Design and Implementation of a Knowledge-Base Intelligent Q&A System for Database Operations Using Large Models
The paper details Baidu Intelligent Cloud’s design and deployment of a domain‑specific knowledge‑base Q&A system for database operations, combining prompt‑engineered LLMs with hybrid vector‑search using LangChain, BES vector store, and custom ingestion, addressing recall, token limits, and hallucination challenges across dashboard and IM bot interfaces.
This article, originating from Baidu Intelligent Cloud's database operations team, presents a detailed case study of building a knowledge‑base intelligent Q&A system powered by large language models (LLMs). It covers the overall technical solution, module designs, key challenges, and real‑world deployment scenarios.

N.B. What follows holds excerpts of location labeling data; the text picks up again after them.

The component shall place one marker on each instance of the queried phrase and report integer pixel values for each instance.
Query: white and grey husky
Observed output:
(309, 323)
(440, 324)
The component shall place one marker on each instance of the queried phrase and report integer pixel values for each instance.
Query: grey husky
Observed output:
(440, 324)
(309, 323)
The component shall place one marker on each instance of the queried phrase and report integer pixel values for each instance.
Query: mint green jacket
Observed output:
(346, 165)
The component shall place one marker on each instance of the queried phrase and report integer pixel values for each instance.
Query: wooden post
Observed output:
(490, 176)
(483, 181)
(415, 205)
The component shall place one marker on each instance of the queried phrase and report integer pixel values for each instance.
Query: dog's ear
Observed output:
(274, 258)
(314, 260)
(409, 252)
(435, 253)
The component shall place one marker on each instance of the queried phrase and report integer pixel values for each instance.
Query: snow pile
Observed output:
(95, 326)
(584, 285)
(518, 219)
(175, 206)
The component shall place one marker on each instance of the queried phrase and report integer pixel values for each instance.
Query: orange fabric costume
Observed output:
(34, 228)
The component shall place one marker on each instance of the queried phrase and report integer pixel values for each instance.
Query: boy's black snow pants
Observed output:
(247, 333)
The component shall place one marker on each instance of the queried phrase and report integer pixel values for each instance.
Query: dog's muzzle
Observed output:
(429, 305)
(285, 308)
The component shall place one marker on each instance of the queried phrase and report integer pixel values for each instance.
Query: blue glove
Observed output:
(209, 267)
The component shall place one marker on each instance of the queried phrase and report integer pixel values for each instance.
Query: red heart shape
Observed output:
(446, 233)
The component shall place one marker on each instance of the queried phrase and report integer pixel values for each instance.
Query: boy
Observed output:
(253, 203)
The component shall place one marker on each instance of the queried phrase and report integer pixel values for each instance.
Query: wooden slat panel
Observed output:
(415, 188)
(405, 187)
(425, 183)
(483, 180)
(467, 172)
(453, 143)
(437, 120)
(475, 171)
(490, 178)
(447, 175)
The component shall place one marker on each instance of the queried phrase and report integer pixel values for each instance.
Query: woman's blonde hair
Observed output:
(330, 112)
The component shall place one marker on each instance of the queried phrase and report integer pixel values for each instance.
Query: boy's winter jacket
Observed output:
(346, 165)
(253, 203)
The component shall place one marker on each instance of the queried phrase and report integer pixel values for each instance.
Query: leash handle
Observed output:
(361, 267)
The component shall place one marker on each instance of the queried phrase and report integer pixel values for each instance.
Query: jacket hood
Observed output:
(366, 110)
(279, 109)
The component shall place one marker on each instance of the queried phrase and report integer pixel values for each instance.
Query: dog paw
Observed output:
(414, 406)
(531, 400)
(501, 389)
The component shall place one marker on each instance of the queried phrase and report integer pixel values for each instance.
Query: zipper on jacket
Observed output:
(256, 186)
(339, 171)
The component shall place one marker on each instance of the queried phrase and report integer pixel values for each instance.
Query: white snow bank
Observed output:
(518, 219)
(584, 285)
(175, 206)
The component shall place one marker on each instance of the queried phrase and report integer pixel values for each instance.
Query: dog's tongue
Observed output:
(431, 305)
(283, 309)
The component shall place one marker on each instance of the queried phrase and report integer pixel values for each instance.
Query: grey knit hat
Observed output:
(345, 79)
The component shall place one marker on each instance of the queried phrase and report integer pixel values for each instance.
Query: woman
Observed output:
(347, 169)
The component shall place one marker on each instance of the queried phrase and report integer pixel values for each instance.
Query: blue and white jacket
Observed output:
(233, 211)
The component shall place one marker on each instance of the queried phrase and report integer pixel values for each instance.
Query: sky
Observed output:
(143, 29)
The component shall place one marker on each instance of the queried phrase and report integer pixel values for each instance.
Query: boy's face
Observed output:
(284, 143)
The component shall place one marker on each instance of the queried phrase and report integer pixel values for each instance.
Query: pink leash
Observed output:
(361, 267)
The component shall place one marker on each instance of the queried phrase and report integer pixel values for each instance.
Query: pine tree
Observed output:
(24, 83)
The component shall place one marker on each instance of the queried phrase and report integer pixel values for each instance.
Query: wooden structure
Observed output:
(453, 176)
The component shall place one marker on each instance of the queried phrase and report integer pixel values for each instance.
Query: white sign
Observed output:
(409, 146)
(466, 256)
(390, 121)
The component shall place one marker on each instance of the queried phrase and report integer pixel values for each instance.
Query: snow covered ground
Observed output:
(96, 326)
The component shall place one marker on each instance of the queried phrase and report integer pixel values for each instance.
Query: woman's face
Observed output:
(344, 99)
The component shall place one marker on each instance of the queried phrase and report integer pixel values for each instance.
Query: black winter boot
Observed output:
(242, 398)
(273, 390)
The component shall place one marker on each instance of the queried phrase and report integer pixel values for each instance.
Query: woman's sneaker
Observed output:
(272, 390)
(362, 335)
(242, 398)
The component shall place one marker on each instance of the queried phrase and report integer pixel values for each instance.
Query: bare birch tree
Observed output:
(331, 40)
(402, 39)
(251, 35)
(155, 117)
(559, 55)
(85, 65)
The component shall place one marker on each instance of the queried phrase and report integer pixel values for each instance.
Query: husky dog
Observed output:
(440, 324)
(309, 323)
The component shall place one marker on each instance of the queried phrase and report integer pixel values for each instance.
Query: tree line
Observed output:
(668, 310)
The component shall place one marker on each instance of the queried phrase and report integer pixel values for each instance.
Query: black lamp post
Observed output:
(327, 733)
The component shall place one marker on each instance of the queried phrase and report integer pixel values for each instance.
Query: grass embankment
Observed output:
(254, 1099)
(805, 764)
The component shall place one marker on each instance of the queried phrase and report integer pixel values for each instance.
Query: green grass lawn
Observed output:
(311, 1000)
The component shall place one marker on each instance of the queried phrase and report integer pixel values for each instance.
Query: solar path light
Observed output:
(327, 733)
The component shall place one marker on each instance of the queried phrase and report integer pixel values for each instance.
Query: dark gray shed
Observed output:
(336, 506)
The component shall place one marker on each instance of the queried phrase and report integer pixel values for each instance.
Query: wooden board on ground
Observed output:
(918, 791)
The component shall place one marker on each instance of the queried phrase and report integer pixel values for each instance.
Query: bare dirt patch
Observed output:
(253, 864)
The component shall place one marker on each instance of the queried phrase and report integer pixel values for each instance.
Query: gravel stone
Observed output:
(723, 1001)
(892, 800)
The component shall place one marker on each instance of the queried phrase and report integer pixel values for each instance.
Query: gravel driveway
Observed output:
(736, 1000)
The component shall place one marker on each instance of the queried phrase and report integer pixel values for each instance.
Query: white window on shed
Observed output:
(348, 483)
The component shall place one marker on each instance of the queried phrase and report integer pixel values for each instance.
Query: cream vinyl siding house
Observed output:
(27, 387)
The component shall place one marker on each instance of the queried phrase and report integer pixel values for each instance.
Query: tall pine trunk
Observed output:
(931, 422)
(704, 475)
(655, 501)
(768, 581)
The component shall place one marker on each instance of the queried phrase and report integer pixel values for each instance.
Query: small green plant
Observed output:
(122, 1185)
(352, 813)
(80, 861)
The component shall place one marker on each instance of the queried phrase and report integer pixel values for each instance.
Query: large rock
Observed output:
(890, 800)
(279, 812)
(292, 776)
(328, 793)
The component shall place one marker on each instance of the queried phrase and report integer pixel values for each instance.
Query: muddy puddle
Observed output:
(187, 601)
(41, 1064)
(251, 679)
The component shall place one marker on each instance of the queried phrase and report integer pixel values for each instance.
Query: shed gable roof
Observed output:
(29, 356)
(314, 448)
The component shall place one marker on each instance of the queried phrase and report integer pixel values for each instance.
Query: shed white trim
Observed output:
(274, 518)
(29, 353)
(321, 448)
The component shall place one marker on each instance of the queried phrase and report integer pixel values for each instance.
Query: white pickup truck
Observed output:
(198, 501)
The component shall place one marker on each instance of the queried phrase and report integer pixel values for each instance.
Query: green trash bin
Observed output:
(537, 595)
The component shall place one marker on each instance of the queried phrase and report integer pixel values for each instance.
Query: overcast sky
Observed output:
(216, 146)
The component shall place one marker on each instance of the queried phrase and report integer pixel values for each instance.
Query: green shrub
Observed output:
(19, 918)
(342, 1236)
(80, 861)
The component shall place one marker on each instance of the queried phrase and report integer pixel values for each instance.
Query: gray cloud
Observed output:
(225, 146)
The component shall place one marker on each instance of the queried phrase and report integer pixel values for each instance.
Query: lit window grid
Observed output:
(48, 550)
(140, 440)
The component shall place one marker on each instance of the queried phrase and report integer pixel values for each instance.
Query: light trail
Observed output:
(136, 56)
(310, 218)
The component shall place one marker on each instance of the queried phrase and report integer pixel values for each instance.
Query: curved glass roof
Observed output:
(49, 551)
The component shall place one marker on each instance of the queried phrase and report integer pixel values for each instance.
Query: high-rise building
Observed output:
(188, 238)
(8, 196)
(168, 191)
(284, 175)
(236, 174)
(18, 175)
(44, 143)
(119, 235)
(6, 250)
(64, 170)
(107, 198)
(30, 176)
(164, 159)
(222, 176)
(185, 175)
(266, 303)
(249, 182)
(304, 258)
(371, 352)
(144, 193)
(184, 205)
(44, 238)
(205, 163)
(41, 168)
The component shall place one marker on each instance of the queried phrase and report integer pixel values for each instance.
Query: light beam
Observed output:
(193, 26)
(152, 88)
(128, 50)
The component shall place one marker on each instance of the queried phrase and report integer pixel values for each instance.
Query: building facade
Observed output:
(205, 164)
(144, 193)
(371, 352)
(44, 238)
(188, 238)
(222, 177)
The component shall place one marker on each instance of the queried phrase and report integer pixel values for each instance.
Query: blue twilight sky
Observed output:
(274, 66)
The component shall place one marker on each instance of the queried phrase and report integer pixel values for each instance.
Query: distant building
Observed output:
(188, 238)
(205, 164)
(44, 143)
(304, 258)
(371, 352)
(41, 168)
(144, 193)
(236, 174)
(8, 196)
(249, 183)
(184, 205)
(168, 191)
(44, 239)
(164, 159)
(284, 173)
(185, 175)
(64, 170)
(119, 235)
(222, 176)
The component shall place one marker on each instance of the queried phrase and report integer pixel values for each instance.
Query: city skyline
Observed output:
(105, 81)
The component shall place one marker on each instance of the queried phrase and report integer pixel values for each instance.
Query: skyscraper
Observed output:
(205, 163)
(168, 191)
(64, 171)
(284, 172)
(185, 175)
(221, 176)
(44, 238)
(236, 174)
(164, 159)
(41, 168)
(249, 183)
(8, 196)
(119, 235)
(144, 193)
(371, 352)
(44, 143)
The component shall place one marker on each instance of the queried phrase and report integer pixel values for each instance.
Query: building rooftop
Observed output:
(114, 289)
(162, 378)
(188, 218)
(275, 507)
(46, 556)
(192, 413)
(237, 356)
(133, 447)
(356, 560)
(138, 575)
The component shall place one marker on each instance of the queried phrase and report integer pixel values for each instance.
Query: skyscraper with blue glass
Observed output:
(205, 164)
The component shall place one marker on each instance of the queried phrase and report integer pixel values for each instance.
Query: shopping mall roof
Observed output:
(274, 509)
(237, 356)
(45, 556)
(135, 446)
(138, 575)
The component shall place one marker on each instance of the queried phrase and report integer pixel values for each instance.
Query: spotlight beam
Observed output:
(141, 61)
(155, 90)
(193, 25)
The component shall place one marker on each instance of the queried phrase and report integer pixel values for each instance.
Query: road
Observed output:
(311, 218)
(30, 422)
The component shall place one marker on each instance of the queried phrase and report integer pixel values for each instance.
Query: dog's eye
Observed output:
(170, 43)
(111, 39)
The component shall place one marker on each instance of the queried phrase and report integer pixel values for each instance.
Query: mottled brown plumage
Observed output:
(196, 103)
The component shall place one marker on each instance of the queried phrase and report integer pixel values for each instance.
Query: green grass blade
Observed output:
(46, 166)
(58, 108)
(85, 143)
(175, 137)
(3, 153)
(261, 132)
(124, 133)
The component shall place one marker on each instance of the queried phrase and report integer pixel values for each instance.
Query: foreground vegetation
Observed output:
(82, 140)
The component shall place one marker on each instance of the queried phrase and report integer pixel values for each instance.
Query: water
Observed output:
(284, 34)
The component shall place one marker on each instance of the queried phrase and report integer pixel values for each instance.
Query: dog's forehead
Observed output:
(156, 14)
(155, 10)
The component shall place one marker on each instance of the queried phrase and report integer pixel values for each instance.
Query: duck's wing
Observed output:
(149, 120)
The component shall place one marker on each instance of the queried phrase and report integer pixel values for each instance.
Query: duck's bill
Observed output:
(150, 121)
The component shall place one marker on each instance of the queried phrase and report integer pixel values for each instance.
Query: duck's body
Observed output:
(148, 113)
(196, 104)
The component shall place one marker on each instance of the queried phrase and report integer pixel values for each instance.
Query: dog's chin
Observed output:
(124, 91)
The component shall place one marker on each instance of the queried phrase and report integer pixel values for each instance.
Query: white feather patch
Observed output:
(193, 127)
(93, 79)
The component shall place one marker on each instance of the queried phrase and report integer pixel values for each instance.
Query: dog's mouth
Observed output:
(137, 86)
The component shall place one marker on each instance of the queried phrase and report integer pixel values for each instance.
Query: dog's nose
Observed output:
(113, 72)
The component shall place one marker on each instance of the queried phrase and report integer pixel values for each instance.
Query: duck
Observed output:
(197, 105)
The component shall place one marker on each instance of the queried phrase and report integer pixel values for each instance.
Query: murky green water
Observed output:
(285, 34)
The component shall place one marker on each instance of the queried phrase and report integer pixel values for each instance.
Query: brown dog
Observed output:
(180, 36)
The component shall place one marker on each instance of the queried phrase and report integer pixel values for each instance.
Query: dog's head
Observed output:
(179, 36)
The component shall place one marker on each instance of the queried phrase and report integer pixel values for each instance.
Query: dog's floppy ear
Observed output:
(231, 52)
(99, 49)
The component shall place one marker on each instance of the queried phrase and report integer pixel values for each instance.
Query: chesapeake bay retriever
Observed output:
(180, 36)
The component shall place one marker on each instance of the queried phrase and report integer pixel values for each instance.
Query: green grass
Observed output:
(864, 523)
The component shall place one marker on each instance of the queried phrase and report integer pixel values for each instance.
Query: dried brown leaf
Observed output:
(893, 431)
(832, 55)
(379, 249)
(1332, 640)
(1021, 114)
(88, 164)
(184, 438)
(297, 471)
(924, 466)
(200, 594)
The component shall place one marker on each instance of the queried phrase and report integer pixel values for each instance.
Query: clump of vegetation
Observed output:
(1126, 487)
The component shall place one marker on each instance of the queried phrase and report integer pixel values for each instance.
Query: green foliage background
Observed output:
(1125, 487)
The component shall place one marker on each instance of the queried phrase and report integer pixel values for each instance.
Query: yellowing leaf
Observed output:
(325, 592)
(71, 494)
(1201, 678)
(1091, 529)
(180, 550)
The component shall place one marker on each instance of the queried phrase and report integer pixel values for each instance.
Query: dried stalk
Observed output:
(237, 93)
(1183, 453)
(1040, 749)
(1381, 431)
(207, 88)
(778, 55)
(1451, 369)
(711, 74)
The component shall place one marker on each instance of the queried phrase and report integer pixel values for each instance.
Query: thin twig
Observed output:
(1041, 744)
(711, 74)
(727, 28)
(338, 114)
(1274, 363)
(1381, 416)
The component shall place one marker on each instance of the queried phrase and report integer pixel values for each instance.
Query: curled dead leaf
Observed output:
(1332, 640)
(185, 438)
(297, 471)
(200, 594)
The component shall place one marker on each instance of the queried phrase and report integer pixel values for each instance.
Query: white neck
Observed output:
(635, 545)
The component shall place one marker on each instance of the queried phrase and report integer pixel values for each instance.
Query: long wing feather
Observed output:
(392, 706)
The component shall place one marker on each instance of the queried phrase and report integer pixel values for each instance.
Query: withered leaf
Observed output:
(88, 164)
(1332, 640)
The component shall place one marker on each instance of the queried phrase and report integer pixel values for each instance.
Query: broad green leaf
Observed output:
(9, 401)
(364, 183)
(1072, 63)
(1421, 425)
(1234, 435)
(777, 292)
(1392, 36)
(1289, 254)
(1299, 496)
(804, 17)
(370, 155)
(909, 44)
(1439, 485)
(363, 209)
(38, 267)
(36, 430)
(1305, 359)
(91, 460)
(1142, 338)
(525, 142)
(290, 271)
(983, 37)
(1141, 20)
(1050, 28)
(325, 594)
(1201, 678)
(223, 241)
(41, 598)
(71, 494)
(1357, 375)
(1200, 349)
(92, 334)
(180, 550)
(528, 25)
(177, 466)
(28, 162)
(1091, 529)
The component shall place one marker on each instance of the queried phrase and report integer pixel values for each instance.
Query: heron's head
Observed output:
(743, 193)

1. Background – With the rapid development of large models, AI is becoming pervasive. In the database operations domain, the goal is to combine expert systems with native AI to help engineers quickly retrieve knowledge and make accurate operational decisions.
Traditional knowledge‑base systems rely on static rules, keyword search, and predefined tags, requiring users to have professional expertise. Such approaches no longer meet the needs of complex, dynamic operational environments.
2. Architecture Design and Implementation
2.1 Technical方案选型 – The team evaluated three main approaches: fine‑tuning, prompt engineering, and hybrid search‑plus‑LLM. They chose a combination of prompt engineering and hybrid search, using a vector database as external memory and LangChain as the development framework.
2.2 Module Design
Knowledge Ingestion – Documents (PDF, CSV, Markdown, web pages) are loaded via LangChain, Selenium, or BeautifulSoup. Text is split into short chunks using RecursiveCharacterTextSplitter and SpacyTextSplitter, preserving context.
Text Vectorization – Initially tried open‑source embeddings (GanymedeNil, m3e) but settled on Baidu’s Wenxin embeddings for better performance.
Storage – Vectors and metadata are stored in a vector database. After testing ElasticSearch, BES, Milvus, and PGVector, BES (Baidu ElasticSearch) was selected for its HNSW implementation and resource efficiency.
Data Retrieval – User queries are vectorized, cached with GPTCache, and the top‑10 similar chunks are retrieved from the vector DB.
Result Integration – Retrieved chunks are assembled into a prompt (respecting token limits) and sent to the LLM. The LLM generates the final answer, which is also stored in MySQL for conversation history.
3. Technical Challenges and Solutions
3.1 Low recall in vector DB – Improved text splitting (using Spacy, hierarchical chunking, title compensation) and combined title+content vectorization to boost recall.
3.2 Token length limits – Adopted model selection (ERNIE‑Bot‑turbo vs ERNIE‑Bot), prompt pruning, and a MapReduce‑style multi‑turn LLM calling to handle long texts.
3.3 Stale knowledge and hallucinations – Integrated keyword extraction, official documentation search, and a hybrid pipeline that combines search results with LLM reasoning to mitigate outdated or fabricated answers.
4. Application Scenarios – The system is deployed in two ways: Database Chat (integrated into the DBSC dashboard) and IM bots (WeChat, Feishu, etc.) for quick knowledge access.
5. Summary – Building a domain‑specific knowledge‑base using vector databases and LLMs is feasible but still faces challenges such as retrieval accuracy and handling long contexts. Continuous model upgrades, better document management, and research on retrieval techniques are essential for future improvements.